The autoantibody C3 nephritic factor stabilizes the alternative pathway C3 convertase (C3Bb), which results in uncontrolled C3 activation and consumption of complement proteins. The resultant ongoing complement activation can lead to membranoproliferative glomerulonephritis due to complement-containing deposits in the glomerular basement membrane.3
Acquired C1-INH deficiency presents with similar symptoms as hereditary angioedema. This acquired form of angioedema is caused by decreased C1-INH levels, either by increased consumption or increased activation of C1-INH. Decreased quantitative or functional C1-INH levels, low C1q, and no notable family history is diagnostic of acquired C1-INH deficiency. This disorder is often associated with B-cell lymphoproliferative disorders and rarely with autoimmune conditions.14
Terminal complement inhibitors eculizumab and ravulizumab bind to C5 with high affinity and prevent C5 cleavage to C5a and C5b, thereby inhibiting the formation of the MAC complex. These monoclonal antibodies are used in the treatment of paroxysmal nocturnal hemoglobinuria and atypical hemolytic uremic syndrome to prevent terminal complement-mediated intravascular hemolysis.15,16 Patients on these medications are at increased risk of serious infections from N. meningitidis.15
DIAGNOSIS OF CDs
Diagnostic evaluation of CDs involves screening the function of each activation pathway, measuring individual protein concentrations, and measuring functional activity of the component in question.3,17 With recent expansion in the field of complement analysis, novel assays have been developed to better detect complement activation products and genetic mutations associated with defined diseases.18
When evaluating a suspected CD, screening begins with functional assays.19 Currently, total hemolytic complement (CH50) and alternative complement activity pathway (AH50) assays are commercially available to detect total complement activity for the classic and alternative pathways, respectively (Table 1).3,18 Functional enzyme-linked immunosorbent assay (ELISA) assays are available for screening the lectin pathway. C1-INH functional assay and quantitative levels of C1-INH, C4, and C1q are used to screen for hereditary angioedema.3 Blood samples should be properly collected and stored because inappropriately handled specimens can limit complement evaluation, potentially leading to falsely low results.18 If functional testing with CH50 and AH50 are normal, then further testing is usually not indicated.
Table 1.
Diagnosis of complement defects based on laboratory evaluation*
| Low CH50, Normal AH50 | Normal CH50, Low AH50 | Low CH50, Low AH50 |
|---|---|---|
| C1q deficiency | Factor B deficiency | C3 deficiency |
| C1r deficiency | Factor D deficiency | C5 deficiency |
| C1s deficiency | Properdin deficiency | C6 deficiency |
| C2 deficiency | C7 deficiency | |
| C4 deficiency | C8α deficiency | |
| C1 inhibitor deficiency | C8β deficiency | |
| C8γ deficiency | ||
| C9 deficiency | ||
| Factor H deficiency | ||
| Factor I deficiency |
CH50 = Total hemolytic complement; AH50 = alternative complement activity pathway.

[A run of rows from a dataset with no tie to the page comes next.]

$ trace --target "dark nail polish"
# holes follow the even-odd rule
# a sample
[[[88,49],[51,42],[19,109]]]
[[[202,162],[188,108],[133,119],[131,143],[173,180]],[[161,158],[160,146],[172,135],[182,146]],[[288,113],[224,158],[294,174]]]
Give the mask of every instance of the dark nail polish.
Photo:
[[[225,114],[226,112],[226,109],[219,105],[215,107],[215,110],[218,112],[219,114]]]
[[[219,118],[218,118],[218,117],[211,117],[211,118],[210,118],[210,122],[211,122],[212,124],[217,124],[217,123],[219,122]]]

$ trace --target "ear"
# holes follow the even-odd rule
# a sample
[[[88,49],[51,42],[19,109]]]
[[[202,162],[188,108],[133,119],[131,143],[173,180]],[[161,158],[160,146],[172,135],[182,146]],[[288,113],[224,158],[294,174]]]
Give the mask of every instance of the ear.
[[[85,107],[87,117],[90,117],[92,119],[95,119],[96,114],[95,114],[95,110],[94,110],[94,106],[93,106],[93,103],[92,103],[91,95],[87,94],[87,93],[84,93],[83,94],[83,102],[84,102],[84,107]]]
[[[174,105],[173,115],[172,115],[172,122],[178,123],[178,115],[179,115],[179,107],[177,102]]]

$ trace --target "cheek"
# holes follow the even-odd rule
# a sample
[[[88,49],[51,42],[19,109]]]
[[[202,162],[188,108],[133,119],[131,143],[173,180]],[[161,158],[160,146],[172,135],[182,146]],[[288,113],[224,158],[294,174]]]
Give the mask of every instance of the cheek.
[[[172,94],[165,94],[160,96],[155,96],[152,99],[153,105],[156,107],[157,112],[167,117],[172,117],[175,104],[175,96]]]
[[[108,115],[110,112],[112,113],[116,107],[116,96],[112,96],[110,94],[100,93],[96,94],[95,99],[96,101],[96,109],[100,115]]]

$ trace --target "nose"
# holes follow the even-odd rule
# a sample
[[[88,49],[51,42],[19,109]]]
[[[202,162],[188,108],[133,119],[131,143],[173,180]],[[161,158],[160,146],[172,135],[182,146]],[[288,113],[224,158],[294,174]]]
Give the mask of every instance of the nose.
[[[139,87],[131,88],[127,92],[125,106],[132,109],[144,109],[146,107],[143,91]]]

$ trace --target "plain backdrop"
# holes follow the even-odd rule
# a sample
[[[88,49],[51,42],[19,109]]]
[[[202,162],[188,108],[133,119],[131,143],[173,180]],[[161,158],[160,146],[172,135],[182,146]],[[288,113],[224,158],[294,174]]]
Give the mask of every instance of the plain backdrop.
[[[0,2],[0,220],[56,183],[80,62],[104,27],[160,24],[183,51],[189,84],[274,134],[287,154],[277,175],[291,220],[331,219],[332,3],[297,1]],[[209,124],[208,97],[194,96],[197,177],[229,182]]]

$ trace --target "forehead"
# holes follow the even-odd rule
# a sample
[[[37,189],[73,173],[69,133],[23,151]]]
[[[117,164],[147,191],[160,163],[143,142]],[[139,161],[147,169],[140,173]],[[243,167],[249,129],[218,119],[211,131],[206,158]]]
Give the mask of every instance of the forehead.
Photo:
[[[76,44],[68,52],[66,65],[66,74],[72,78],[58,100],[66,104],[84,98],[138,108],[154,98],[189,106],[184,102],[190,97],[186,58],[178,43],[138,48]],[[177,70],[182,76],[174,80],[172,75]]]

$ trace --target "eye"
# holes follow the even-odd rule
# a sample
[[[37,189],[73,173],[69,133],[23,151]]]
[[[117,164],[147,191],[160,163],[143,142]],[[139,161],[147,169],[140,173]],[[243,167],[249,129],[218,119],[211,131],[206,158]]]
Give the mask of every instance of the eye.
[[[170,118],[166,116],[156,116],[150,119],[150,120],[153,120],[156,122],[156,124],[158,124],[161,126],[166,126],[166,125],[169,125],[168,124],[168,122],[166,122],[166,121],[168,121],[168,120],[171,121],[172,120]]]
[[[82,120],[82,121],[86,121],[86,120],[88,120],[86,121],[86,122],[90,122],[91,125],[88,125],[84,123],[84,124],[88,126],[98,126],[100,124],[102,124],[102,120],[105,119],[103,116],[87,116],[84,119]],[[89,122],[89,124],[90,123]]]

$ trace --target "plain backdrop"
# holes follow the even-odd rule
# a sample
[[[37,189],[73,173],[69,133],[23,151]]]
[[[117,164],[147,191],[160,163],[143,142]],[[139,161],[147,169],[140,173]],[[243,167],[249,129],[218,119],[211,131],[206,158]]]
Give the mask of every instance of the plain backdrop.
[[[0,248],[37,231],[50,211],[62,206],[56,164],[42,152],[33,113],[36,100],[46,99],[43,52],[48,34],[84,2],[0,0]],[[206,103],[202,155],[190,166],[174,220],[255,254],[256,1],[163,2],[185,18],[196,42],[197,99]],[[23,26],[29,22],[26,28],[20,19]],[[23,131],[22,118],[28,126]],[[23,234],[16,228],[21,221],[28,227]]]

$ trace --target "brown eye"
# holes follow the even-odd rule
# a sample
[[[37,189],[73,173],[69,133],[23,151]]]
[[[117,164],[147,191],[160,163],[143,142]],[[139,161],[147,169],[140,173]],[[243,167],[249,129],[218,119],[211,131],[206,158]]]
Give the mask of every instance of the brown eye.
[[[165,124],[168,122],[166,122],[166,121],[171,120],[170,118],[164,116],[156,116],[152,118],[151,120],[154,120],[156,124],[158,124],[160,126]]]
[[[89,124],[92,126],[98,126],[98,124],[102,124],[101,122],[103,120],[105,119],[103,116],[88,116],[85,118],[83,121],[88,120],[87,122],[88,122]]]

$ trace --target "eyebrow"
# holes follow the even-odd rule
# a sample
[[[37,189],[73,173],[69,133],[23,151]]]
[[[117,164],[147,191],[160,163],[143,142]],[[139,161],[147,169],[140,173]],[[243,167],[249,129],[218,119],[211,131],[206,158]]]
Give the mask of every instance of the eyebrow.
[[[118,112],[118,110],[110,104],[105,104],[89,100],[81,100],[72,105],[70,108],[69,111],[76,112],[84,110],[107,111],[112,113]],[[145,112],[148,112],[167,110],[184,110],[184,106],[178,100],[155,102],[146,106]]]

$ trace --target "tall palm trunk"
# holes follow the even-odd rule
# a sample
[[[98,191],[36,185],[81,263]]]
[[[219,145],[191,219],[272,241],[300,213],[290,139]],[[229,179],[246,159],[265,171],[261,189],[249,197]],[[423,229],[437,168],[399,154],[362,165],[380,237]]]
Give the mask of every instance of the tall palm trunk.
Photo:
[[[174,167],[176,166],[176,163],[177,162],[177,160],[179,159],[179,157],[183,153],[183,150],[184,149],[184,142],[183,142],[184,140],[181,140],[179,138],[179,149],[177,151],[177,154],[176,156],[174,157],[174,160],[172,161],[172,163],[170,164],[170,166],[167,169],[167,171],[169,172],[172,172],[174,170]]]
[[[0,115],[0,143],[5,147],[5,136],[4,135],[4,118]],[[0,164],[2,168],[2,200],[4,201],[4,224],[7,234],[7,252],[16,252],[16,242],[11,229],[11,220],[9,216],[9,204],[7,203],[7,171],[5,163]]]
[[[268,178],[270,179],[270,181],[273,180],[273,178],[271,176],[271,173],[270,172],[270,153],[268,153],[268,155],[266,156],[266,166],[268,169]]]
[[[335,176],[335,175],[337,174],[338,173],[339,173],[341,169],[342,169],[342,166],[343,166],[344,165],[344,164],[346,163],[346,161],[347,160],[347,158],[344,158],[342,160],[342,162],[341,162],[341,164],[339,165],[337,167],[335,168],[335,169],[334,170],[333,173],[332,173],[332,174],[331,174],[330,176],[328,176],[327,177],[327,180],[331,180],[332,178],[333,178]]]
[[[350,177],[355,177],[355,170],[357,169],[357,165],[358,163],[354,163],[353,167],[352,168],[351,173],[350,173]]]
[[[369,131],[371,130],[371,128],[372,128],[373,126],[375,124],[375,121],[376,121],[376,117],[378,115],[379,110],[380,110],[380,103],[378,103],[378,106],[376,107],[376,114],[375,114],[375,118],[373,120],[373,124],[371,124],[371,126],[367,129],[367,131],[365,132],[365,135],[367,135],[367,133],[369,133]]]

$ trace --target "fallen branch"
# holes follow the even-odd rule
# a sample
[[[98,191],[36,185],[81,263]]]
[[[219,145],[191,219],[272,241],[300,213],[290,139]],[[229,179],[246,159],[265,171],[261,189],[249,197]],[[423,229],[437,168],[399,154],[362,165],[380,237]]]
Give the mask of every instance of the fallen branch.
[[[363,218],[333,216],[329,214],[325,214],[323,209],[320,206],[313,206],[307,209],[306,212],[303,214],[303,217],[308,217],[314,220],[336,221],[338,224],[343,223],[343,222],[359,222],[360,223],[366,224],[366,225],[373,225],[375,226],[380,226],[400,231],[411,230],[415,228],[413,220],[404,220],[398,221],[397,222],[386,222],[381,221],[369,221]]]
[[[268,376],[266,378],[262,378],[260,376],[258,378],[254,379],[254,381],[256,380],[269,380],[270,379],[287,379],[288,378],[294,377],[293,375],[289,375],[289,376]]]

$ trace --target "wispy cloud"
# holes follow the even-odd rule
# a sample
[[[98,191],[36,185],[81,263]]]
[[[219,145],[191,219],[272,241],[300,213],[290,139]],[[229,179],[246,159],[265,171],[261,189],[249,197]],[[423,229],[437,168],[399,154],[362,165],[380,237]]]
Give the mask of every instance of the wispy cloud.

*Adapted from Refs. 3 and 16.
Once a defect is confirmed, further analysis should commence to determine whether the defect is from a component deficiency, regulator deficiency, or a consequence of activation and consumption of products. To confirm a specific component or regulator deficiency, individual factor concentrations can be measured via immunoassays. Currently available techniques include immunoprecipitation, ELISA, or Western blot.3,17 Measurement of split products and macromolecular complexes, e.g., the C5-9 terminal complex, can also be used to detect activation products.3 However, testing for individual complement components, with the exception of C2, C3, and C4, is typically available only in reference laboratories.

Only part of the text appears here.